No capital loss established
 In short:
• the evidence does not sustain a conclusion that the plaintiff was worse off – after 2007 at any rate – because he had disposed of his shares in the SCB takeover; and
• as the case was conducted at trial, this means that no loss associated with his shareholding has been proved.
 Mr Diehm contended that the damages sought to be recovered for the plaintiff’s loss of the opportunity to have retained his shareholding in SSG is too remote. Mr Stewart SC asserted the contrary. No case or commentary in point was cited on either side.
 In view of my conclusion that no loss of the character claimed has been established, it is not necessary to decide the question. But there is no harm in addressing the point.
 It is notorious that many an individual uses a corporation to conduct a business or carry on a vocation. It is, therefore, reasonably foreseeable that personal injury may adversely affect the value of shares in a corporate vehicle the fortunes of which depend to an appreciable extent on a plaintiff’s personal exertion. So the loss related to the shares is not too remote.
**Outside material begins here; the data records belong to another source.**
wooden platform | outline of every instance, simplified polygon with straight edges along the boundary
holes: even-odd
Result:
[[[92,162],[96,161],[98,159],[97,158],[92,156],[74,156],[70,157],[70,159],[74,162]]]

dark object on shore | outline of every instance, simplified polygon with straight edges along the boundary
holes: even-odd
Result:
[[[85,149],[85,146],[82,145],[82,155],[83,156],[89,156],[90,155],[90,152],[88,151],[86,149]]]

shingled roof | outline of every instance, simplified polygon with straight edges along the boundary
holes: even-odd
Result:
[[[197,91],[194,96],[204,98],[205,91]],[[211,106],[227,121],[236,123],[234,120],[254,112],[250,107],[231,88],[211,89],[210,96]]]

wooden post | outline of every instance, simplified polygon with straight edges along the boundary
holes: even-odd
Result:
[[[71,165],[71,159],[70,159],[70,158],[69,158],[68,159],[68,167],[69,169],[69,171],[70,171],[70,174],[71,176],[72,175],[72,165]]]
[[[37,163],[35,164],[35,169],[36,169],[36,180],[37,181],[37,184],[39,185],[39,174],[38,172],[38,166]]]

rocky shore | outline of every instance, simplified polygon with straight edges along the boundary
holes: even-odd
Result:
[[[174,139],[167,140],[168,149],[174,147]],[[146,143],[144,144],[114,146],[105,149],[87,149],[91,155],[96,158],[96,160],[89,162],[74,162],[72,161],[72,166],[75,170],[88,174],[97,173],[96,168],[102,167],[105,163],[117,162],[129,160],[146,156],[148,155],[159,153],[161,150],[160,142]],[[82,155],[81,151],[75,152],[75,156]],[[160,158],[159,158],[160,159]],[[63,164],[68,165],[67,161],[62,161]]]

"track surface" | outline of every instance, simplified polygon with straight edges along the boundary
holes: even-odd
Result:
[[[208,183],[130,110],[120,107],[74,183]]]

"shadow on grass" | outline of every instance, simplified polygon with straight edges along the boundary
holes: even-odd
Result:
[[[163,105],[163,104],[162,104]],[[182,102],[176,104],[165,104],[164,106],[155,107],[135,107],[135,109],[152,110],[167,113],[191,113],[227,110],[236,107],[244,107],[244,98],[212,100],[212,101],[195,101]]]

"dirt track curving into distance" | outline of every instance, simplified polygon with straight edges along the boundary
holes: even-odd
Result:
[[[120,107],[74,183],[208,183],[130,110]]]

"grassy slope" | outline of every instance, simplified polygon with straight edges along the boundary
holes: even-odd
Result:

 Mr Stewart contended that the cause of action in respect of the claim relating to the shares accrued on the day of the accident. Mr Diehm did not suggest otherwise.
 So, as the matter was argued, it may be taken that the “period of loss of earnings” begins with the accident even though there was no loss of remuneration before 1 January 2004.
 Had the plaintiff not been injured and not sold his shares in the meantime, it seems reasonable to approach the assessment on the footing that he would have retired as SSG chairman, and sold his shares, by the end of the financial year in which he turned 65. That accords with Mr Kingston’s impression that he would have worked to his mid-60s. It also acknowledges the incentives to retire before 70 associated with the many other interests in his life: in business and at leisure.
 On that approach:
• the “period of loss of earnings” may be taken to have ended on 30 June 2009;
• the s.54 cap is $1,446,815.78.
 The next consideration is the component of the award for diminution in earning capacity. It is to be assessed on the assumption mentioned: that, uninjured, the plaintiff would have left SSG on 30 June 2009.
 The amount of remuneration foregone depends on the level of remuneration the plaintiff would have received had he continued as SSG’s full-time Executive Chairman.
 The report of Mr Thompson, one of the accountants, has a calculation that assumes notional pre-tax earnings of $1,050,000 p.a. That assumption is not unrealistic. It broadly accords with remuneration paid to the plaintiff’s successor. Although the remuneration the plaintiff might have received may have been more or less than $1,050,000 annually, that figure presents as a reasonable basis for assessing lost income.
 On that approach, the after-tax amount of lost remuneration between 1 January 2004 and 30 June 2009 is $2,376,560.
 In my judgment, there was roughly a 1-in-10 chance that the plaintiff would not have facilitated SCB’s takeover in 2004 had he not been injured.
 On this basis, rounding up to reduce any risk of under assessment of fair compensation, the economic loss is assessed at $250,000.